Assessing Carbon Sequestration in Complex Agricultural Landscapes
Major national and international initiatives are in place to address emissions from the energy and industrial sectors, but there are no comparable carbon provisions for agriculture. A significant barrier has been the absence of viable methods for assessing agricultural emissions, sequestration, and storage. Led by Cornell scientists James Lassoie (NTRES), David Wolfe (HORT), Alexander Travis (VET), Todd Walter (BEE), and Philip McMichael (DSOC), this project will provide a practical approach to landscape-level carbon accounting. The group will use statistical methods to identify the minimum data set required for rigorous but cost-effective monitoring of changes in soil health in complex agricultural landscapes. This new methodology will support emerging efforts to promote and regulate climate-friendly agriculture in the United States and around the world.
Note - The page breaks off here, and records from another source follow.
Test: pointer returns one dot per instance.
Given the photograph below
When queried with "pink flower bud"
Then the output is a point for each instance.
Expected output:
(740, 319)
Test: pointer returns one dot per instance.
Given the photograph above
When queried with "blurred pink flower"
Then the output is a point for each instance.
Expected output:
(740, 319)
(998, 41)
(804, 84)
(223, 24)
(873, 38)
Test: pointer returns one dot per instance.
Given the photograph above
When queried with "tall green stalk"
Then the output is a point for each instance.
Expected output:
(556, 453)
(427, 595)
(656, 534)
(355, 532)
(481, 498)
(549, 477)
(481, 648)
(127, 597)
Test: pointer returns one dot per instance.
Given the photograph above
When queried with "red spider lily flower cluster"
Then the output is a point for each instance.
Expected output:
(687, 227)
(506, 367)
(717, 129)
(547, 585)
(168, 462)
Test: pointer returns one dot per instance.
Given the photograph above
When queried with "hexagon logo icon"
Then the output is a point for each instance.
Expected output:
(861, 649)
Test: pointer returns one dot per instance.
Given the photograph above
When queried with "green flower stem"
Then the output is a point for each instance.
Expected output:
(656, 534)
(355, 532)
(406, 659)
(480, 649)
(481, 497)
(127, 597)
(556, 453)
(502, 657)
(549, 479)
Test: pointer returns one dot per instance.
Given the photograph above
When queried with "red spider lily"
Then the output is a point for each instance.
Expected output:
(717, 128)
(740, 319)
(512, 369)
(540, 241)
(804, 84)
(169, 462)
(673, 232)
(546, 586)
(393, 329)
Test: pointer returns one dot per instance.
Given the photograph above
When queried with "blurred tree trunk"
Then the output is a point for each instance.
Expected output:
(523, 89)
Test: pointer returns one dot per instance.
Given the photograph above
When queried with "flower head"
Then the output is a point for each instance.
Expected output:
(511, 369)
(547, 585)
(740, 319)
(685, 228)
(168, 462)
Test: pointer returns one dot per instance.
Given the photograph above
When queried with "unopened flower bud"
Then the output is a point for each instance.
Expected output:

The Impact of Green Energy Development on Rural Community Sustainability
"Green energy"projects, such as wind farms and and biofuel agriculture, promise substantial benefits: reduced carbon emissions, energy sustainability, domestic energy security, and local economic development. These opportunities, however, may carry significant risks for rural communities, including impacts on ecological systems, land use changes, and a "boom/bust" cycle of economic development. Focusing on the Allegheny Plateau region, researchers Richard Stedman (NTRES), Rod Howe (CALS), Susan Riha (EAS), and Susan Christopherson (CRP) will develop a model for assessing the sustainability of rural communities in the face of a large-scale reorientation of the nation's energy supply. The resulting framework will aid the implementation of green technology by predicting likely impacts of development—both positive and negative—and pinpointing regions with greater resilience or risk.
Micropowdered Biomass Combustion
Converting solid biomass to liquid fuels is a primary focus of biomass energy research—but this conventional approach wastes much of the available plant energy. When the plant itself is burned directly to generate heat, the full fuel energy of the biomass is released. Burner design remains a challenge. Cornell researchers Robert Thorne (PHYS), Elizabeth Fisher (MAE), Frederick Gouldin (MAE), Ke "Max" Zhang (MAE), and Antonio Bento (AEM) will test a prototype of an innovative micropowdered biomass combustion system to characterize emissions and determine how to control pollutant levels. Initial experiments will use powdered hardwoods, the most abundant biomass feedstock in upstate New York. This clean combustion technology offers a local, sustainable energy solution with the potential to replace liquid fuels like heating oil, kerosene, and propane.
A Solar Cell Using Inorganic "Grass"
Silicon solar cells are versatile and reliable, but their high cost has limited the technology's adoption. Led by Professors Sandip Tiwari (ECE), Jiwoong Park (CHEM), and Christopher Ober (ENG), this project promises a new low-cost, low-energy technique for creating silicon solar cells. The group's innovative process—developed at Cornell—replaces expensive single-crystal silicon wafers with grass-like silicon nanowires grown on metal. In the course of the study, researchers will refine the mechanism for single-crystal nanowire growth on a metal substrate, demonstrate the technique’s characteristics, and develop appropriate production technology and prototypes. If proven comparable to current crystalline solar cells, nanowire solar cells will provide an inexpensive alternative to solar cells now on the market—a major step toward the goal of making clean, sustainable energy widely available.